Measurement Toolkit - Data processing

Contents

Introduction
Data cleaning
Outliers
Transformation
Missing data
References

Introduction

Data on diet, physical activity, and anthropometry are not always suitable for use in their raw state. Data processing refers to the series of steps performed to derive variables from the raw measurement.

Each of the diet, physical activity, and anthropometry domains involves unique data processing steps, for example, processing food consumption to nutrient intakes, heart rate to energy expenditure, and x-ray absorption to fat mass, as discussed on relevant pages. This section describes the following more general topics requiring data processing:

Data cleaning
Outliers
Transformation
Missing data

All are often implemented or addressed after standard data processing is undertaken. All considerations are common across assessments of diet, physical activity, and anthropometry. All should be considered as options depending on the research aim, the study design, availability of data, and biological or statistical plausibility.

Data cleaning

Involves identification of invalid or incorrect records within the dataset, for example:

Reporting errors, e.g. minutes in hours column in questionnaire data
Incomplete data, e.g. providing the weight and type of food but not frequency with which it is consumed
Illegible data
Biologically implausible data, e.g. extremely high acceleration or energy consumption
Data that are ambiguous or difficult to interpret, e.g. malfunction of an objective measure, use of 12-hour clock, or overlapping diary entries
Data entry errors, e.g. mistakes in manual input of questionnaire responses to an electronic database

In some cases, it may be possible to correct data or contact the participant to clarify details.

Outliers

An outlier is an extreme observation that appears to deviate markedly from other observations in a defined sample, and can have a large effect on statistical analysis according to the quantity of outliers. Some statistics, such as the mean and least squares regression, are particularly vulnerable to the effects of outliers [1].

Identifying outliers depends upon the underlying distribution of the data, and should therefore begin with inspecting this distribution. Outliers can be identified visually using plots such as a scatterplot, histogram, or box plot. Statistical thresholds can also be used, for example, data points three or more standard deviations from the mean can be flagged.
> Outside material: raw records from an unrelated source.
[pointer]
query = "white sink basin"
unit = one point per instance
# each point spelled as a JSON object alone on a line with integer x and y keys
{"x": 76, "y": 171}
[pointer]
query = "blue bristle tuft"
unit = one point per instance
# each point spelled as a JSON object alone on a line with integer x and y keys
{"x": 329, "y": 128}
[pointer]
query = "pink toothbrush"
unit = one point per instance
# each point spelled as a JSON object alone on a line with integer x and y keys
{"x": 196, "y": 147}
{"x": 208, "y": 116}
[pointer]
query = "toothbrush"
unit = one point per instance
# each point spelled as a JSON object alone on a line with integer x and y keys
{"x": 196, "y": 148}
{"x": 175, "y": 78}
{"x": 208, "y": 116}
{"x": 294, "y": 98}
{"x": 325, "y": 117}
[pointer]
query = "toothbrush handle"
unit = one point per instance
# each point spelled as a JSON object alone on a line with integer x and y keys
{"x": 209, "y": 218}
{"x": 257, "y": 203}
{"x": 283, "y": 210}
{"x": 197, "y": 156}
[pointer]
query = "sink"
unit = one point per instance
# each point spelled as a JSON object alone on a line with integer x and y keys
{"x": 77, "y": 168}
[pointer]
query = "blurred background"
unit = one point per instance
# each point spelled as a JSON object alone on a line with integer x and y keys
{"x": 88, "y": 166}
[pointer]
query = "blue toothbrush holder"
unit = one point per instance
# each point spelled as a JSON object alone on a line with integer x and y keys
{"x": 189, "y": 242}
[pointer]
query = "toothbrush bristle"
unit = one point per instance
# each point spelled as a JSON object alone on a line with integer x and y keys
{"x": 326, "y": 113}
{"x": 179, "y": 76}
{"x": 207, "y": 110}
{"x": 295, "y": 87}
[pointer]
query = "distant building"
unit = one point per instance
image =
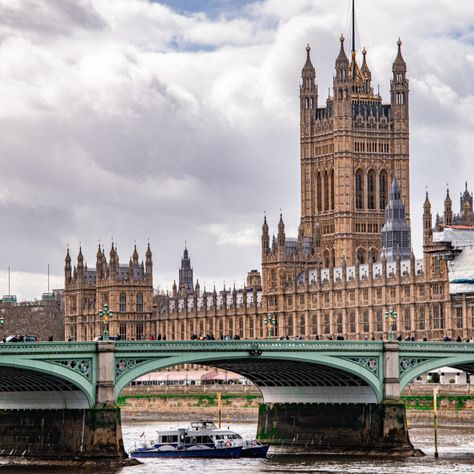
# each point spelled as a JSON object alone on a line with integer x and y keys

An outlier may indicate an error in the data but may also be a legitimate extreme case sampled from the population by chance. Outliers must therefore be carefully investigated to understand their cause(s) and to decide what should be done about them. Decisions must be biologically or statistically plausible. The aim is to produce results that are not affected by a few outliers. Methods that can be used include truncation, winsorization, or transformation of the data.

Truncation

Truncation is to remove values above or below an absolute (e.g. kcal/day) or relative threshold (mean ± three standard deviations).

The drawback of this method is that potentially valuable data are lost; as such the sample may not be fully representative of the population of interest. The choice to truncate data and the threshold to use should be considered carefully.

Winsorization

Winsorization involves recoding extreme values to the nearest ‘reasonable’ values (either minimum or maximum). For example, when using the International Physical Activity Questionnaire (IPAQ) [2] in a population where a sedentary lifestyle is concerning, values for walking exceeding three hours per day may appear to be outliers. Those outlying values can be winsorized to three hours, permitting a maximum of 21 hours of walking per week.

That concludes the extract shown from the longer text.